Es klopfte an der Tür. Ladira wusste, dass es der Wirt war.
"Komm ruhig rein, Ben. Es ist offen.", rief sie ohne sich vom Fleck zu rühren.
"Guten Morgen Ladira.", Ben trat ins Zimmer herein, zwirbelte ein Ende seines Schnauzers nach oben, "Du warst gestern abend sehr schweigsam. Stimmt etwas nicht?" Er bedachte sie mit einem ehrlich besorgten Blick.
"Ben...", begann sie und sah ihn an. Er war immer so nett zu ihr und hatte ein offenes Ohr für alle, die einen Rat brauchten.
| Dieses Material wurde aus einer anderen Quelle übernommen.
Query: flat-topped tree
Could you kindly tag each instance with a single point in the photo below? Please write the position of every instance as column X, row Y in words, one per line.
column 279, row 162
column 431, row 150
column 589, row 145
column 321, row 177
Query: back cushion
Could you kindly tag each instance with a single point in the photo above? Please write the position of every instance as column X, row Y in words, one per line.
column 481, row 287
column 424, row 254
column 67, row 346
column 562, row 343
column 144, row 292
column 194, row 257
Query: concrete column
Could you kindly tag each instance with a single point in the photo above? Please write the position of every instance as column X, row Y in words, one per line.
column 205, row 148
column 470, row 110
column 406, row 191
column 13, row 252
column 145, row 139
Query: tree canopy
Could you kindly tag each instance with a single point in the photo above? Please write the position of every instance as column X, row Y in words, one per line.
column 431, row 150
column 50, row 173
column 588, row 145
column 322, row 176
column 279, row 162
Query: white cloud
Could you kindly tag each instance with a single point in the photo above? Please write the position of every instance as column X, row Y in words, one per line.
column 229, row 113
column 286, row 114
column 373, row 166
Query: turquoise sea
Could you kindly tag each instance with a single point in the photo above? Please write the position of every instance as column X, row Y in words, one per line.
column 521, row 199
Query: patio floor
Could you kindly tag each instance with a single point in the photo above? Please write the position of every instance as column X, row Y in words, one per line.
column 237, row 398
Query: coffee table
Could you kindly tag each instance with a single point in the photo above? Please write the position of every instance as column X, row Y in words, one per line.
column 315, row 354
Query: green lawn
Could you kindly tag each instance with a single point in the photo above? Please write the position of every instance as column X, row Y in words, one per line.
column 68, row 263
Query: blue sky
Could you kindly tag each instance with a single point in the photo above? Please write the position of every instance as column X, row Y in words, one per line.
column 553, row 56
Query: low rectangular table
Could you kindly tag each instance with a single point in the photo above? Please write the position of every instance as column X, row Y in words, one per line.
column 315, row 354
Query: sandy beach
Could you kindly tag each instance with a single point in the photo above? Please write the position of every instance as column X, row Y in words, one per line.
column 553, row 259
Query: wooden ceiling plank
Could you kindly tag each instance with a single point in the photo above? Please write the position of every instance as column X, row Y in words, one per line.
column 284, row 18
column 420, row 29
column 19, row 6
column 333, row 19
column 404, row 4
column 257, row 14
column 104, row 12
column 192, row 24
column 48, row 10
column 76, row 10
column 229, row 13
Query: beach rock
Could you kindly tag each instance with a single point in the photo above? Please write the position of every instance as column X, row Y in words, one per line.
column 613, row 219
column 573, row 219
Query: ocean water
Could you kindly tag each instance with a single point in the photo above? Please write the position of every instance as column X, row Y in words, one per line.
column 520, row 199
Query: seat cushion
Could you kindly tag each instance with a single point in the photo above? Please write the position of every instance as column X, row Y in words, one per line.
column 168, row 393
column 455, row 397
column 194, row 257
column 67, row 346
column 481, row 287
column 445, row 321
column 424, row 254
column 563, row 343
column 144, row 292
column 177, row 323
"Ich kann nicht länger hier bleiben."
"Du willst die Welt sehen, nicht wahr?"
"Es tut mir so leid. Ich habe immer von der Außenwelt geträumt und würde gern mehr sehen. Es ist so nett hier, aber ich möchte einfach auch mal was Anderes tun als Kellnerin spielen."
"Wenn das nur gespielt war, dann bist du richtig gut."
"Ich meine es Ernst!", sie stieß sich vom Fenster ab und hob die Arme, um etwas zu sagen, ließ sie jedoch wieder unschlüssig sinken. Ihr fehlten die Worte, denn eigentlich war doch alles gesagt.
Ben kam zu ihr, legte seine große Hand sanft auf ihre Schulter.
"Ich werde dich nicht aufhalten, wenn du das wirklich willst. Du solltest die Welt sehen und dein Meister meinte auch, du wärst noch ziemlich jung."
"Älter als du."
"Kann nicht sein. Du bist maximal Mitte zwanzig.", er lachte vergnügt.
Ladira lächelte schief. "In Elensar werden die Bewohner sehr alt, Ben. So alt wie Elfen und du kennst diese Geschöpfe ja."
"Dann fühl ich mich ja gleich wie ein Jungspund, wenn du wirklich so viel älter wärst.", er schmunzelte, senkte dann kurz den Blick und sah sie ein wenig traurig an, "Ich werde dich vermissen, Ladira Dunkler. Du warst mir eine große Hilfe und eine Bereicherung für das Haus."
"Du wirst mir auch fehlen. Ebenso wie all das hier. Ich finde mein Zimmer wundervoll."
"Du wirst noch viele Orte lieben lernen, aber du wirst hier immer Willkommen sein.", er drückte ihre Schulter sacht, "Und nun pack deine Sachen und mach es einem alten Wirt nicht so schwer."